Databases need maintenance. Usually there are vendor-specific reasons, but most reasons fall under the categories of space re-allocation and data de-fragmentation.
In PostGres, those two categories are Vacuuming and Reindexing, respectively.
Routine Vacuum
Why vacuum?
1. To recover disk space occupied by updated or deleted rows.
2. To update data statistics used by the PostgreSQL query planner. (VACUUM ANALYZE)
3. To protect against loss of very old data due to transaction ID wraparound
For more information, see PostgreSQL Docs
Why can't vacuum sometimes remove dead rows?
There exists one or more open transaction somewhere in the db cluster, i.e., any db under the same postmaster.
Consider the following transactions:
User: pat Time User: chris
BEGIN TRANSACTION; T1
T2 DELETE FROM vactest WHERE ...;
T3 ANALYZE VERBOSE vactest;
T4 VACUUM VERBOSE vactest;
At time T1, pat begins a new transaction. At a later time T2, chris deletes some rows from table vactest.
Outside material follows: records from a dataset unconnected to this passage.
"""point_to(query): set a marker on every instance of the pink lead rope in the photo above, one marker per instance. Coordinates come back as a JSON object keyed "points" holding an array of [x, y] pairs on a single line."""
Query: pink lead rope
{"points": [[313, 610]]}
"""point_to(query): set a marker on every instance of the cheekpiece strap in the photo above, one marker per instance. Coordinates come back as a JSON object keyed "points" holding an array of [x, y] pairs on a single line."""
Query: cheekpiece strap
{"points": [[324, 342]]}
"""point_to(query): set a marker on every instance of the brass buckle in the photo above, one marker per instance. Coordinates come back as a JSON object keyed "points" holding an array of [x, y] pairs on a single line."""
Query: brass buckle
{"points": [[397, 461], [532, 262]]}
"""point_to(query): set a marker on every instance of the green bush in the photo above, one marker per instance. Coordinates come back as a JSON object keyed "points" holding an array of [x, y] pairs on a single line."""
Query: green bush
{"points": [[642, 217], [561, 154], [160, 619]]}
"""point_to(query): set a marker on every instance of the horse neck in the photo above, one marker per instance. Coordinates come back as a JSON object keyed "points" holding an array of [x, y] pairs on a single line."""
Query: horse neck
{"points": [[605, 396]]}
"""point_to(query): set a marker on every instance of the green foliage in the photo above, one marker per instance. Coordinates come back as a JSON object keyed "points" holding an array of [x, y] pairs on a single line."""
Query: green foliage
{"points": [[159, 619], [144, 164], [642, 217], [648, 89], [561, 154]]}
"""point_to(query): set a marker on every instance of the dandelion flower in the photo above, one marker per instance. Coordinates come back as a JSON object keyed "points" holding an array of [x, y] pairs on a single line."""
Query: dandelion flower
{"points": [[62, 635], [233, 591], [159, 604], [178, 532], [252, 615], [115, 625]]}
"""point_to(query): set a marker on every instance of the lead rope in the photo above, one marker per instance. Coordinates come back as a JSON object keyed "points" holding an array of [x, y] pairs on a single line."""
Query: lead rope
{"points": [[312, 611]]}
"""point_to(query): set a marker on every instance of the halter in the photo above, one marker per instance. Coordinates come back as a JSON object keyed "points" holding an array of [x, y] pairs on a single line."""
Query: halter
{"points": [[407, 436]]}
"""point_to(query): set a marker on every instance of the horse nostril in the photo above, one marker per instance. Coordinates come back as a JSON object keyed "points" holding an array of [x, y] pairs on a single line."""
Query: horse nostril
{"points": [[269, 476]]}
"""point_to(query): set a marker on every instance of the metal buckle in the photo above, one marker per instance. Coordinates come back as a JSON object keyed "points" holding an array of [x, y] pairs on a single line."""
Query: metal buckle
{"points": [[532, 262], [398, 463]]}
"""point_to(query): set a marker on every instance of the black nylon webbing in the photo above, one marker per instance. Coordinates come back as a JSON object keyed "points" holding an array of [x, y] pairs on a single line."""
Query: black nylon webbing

A subsequent ANALYZE statement at time T3 shows the deleted rows as dead rows in table vactest. At time T4, VACUUM fails to remove these dead rows. This is because the dead rows would be visible to pat, hence the database cannot remove them. In fact, I think the database is doing a very conservative estimate on whether the deads rows will be visible, i.e., neither transaction isolation level nor access permission matters. Suppose in some future time, pat ends the transaction. After that, chris will be able to remove those dead rows with vacuum.
If we change the timing a little in the above example,
User: pat Time User: chris
T1 DELETE FROM vactest WHERE ...;
BEGIN TRANSACTION; T2
T3 ANALYZE VERBOSE vactest;
T4 VACUUM VERBOSE vactest;
Note now pat starts the transaction after chris has deleted the row. This time VACUUM succeeds in removing those dead rows.
These two connection may or may not be even on the same database, as long as they are under the same postmaster, the results are the same.
There are tons of discussion on this subject on PostgreSQL mailing list. Here are two examples: http://archives.postgresql.org/pgsql-general/2006-12/msg00316.php http://archives.postgresql.org/pgsql-hackers/2006-12/msg00717.php
Unfortunately for us, one of the first things drms_server does is to open a transaction, drms_server.c:215. Unless drms_commit() is issued somewhere, this transaction will not be closed until drms_server exits. This leaves a big opportunity for long running transactions, both for time-consumming data processing and runaway drms_server programs.
There are many reasons (I am told they are buried in some emails) why drms_server is designed this way. Because serialiable transaction is a strict requirement, it will not do to move the 'BEGIN TRANSACTION' statement close to the query or insert statements.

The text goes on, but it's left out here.